Useful when you're looking for obscure characters which contain Han script,
e.g. symbols like 🈲, 🈯, 🈳, 🉐, 🉑, ㊄, ㋋, ㏾, ㍰, etc.
"Extended" means all Unicode characters which:
- contain Han characters with additional wrappers, such as characters inside brackets, circles, etc.
- contain multiple "compacted" Han characters, such as Japanese "square era names", etc.
- contain parts of Han characters, such as CJK strokes
- 々 IDEOGRAPHIC ITERATION MARK (see below)
- 〆 IDEOGRAPHIC CLOSING MARK (see below)
- isIterationMark(char: string): boolean - Checks if character is 々 IDEOGRAPHIC ITERATION MARK.
This mark means "repeat previous character". Can be useful if you want to replace this mark with
the character it repeats/represents.
See Wiktionary article about 々
- isClosingMark(char: string): boolean - Checks if character is 〆 IDEOGRAPHIC CLOSING MARK.
This mark is used in place of another Han character.
See Wiktionary article about 〆
- Some constants are also exported in case you need to extend the functionality.
#### ❓ Why do I have to use Array.from(str) and for/of?
Because JavaScript (and TypeScript) use UTF-16 for strings, and some of more recent
additions into Unicode don't fit into 16 bit. In such cases, characters are represented
with surrogates.
Array.from() and for/of were added in more recent versions of ECMAScript and are Unicode-aware.
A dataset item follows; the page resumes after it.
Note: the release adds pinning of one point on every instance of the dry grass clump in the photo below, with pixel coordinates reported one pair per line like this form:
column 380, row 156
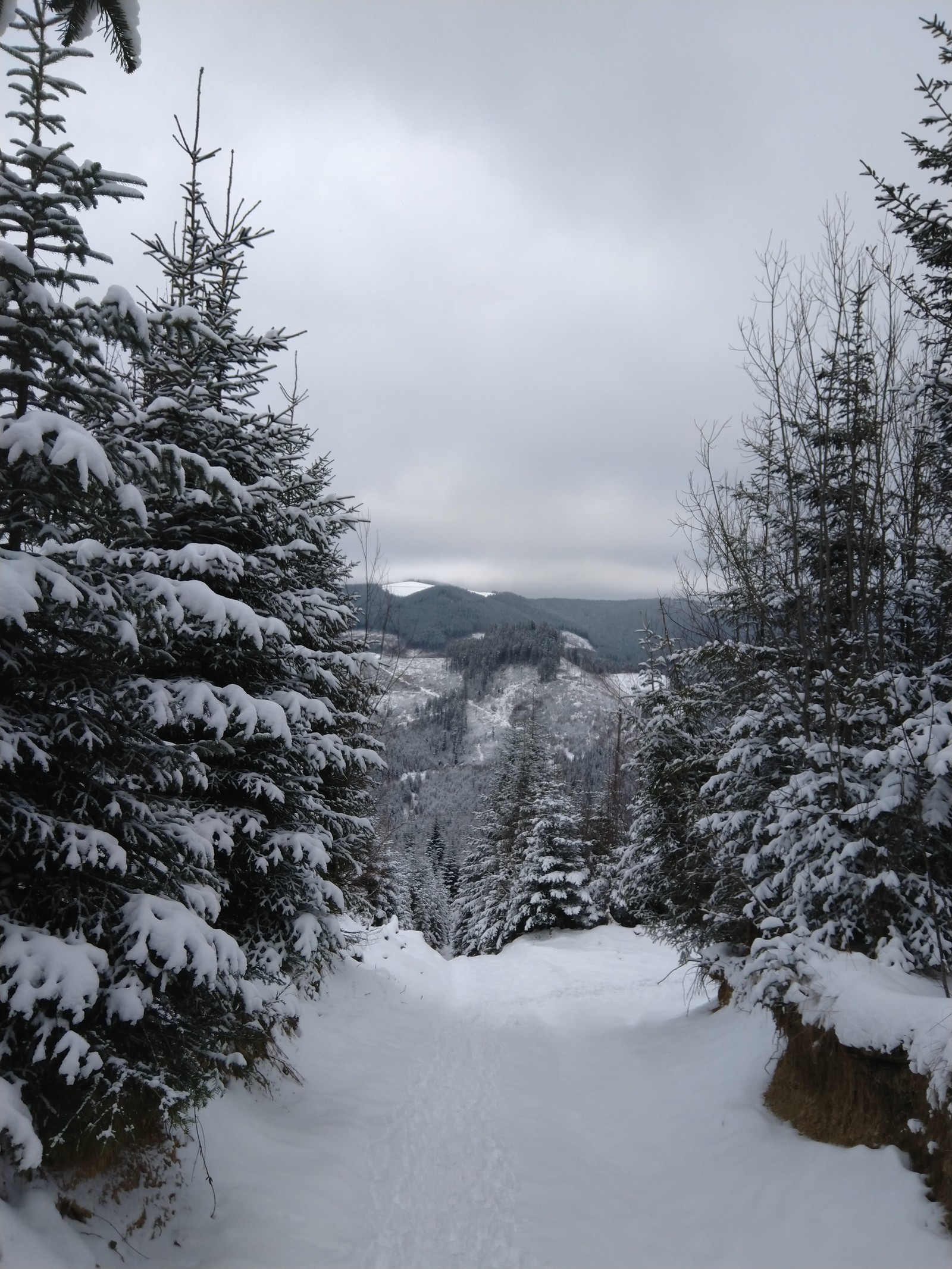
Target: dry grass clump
column 852, row 1096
This library cannot change this JavaScript feature, so you have to use these two methods,
and avoid using Array.split(), String.codePointAt(), String.charCodeAt()`, etc.
#### ❓ Can I detect language (Chinese/Japanese/Korean) for a given Han character?
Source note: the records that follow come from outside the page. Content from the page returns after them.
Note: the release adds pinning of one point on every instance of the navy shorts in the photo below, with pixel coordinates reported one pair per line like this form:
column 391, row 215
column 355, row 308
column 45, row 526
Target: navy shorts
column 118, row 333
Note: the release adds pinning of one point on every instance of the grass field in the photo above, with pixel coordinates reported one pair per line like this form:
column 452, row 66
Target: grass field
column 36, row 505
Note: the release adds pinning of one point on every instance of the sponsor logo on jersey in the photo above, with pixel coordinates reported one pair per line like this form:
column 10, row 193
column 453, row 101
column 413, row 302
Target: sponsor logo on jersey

No. Because of the Han unification
most of CJK characters are represented with shared code points.
Each code point can be associated with multiple versions/variants of the same character,
including regional, stylistic, and other variations. In order to determine a language,
you need to know some context. For example, language can be set as an attribute
of a web page or a PDF document, or as a setting in an operating system.
This library doesn't provide methods to distinguish between languages.
#### ❓ Can I distinguish between Traditional and Simplified Chinese characters?
In some cases, yes. In others, traditional and simplified variants
share the same code points. See this article.
For a sufficiently big text, you can determine if it's traditional or simplified
by looking for specific code points.
This library doesn't provide methods to distinguish between traditional and simplified scripts.